Anne Wojcicki joins as operating partner and Esther serves as founding advisor. The Stanford team includes Roxana Daneshjou, assistant professor of biomedical data science and dermatology at Stanford University School of Medicine; Minho's husband Derek is the president of VC firm Point Capital. Alexander Ioannidis, assistant professor of biomedical data science and genetics at Stanford University;
AI Health Fund hopes to support at least 60 companies in the first phase of the program. This fund was created as an alternative because Minno wanted to support founders who may not take advantage of the program, or who may not need the Treehub program and are second- or third-time founders, but still have a good idea.
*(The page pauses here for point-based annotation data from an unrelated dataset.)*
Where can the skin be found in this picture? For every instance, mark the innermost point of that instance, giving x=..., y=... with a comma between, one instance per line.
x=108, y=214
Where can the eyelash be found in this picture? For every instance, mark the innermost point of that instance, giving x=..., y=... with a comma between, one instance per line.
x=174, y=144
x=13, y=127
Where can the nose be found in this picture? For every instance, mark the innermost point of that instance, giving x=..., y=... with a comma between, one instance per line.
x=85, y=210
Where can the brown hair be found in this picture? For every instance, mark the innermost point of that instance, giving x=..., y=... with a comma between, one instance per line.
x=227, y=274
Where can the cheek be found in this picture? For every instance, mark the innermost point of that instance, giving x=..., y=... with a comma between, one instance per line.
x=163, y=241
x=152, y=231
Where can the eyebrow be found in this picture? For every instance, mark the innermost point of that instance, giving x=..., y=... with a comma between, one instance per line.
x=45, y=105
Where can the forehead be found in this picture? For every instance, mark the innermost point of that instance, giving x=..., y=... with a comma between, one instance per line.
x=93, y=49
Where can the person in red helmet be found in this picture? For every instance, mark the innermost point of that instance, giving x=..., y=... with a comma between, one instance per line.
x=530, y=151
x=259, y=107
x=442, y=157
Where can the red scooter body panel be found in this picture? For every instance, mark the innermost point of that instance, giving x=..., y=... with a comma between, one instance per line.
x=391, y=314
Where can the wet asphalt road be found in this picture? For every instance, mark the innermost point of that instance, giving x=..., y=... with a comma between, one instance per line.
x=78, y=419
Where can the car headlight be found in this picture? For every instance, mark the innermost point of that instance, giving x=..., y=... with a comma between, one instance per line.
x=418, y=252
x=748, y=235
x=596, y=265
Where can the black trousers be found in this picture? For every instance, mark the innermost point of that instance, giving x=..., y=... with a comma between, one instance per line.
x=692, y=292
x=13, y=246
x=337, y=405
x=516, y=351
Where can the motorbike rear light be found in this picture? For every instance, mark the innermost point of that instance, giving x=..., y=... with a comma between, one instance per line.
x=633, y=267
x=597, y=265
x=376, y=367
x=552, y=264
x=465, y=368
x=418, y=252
That said, the AI Fund has already backed 12 companies from the Treehub program, including female hormone tracker Clair Health (which also passed the A16Z speedrun) and researcher Dennis Walls' new company focused on childhood autism.
Mino said the residency is still in an experimental stage as the team explores the best way to make the accelerator and fund approach work. He said the real value of the training program is that he wants to work with founders early on, before the company is established.
“In more than half of the cases, we introduce the founders to the lawyers who helped them set up the company, so they almost act as co-founders,” she said.
“The difference between us and other accelerators is that we actually help them strategize and do well. When they have a problem, we help them with problem-solving skills,” Esther said.
Mino said he wanted to build the Treehub residency program to support the needs of founders, such as arranging meetings they need and arranging everything they need to scale their business. “There are no demo days because these companies mature at different rates,” she said.
The overall goal is to see how the first iteration of the training program goes and “understand which aspects can be expanded and which aspects need to remain small,” Mino continued.
“It is very important to us that every company we work with is successful,” she continued. “Our vision is to multiply that tenfold, so we're planning to start very small and run this cycle a few times before hopefully running this across the country.”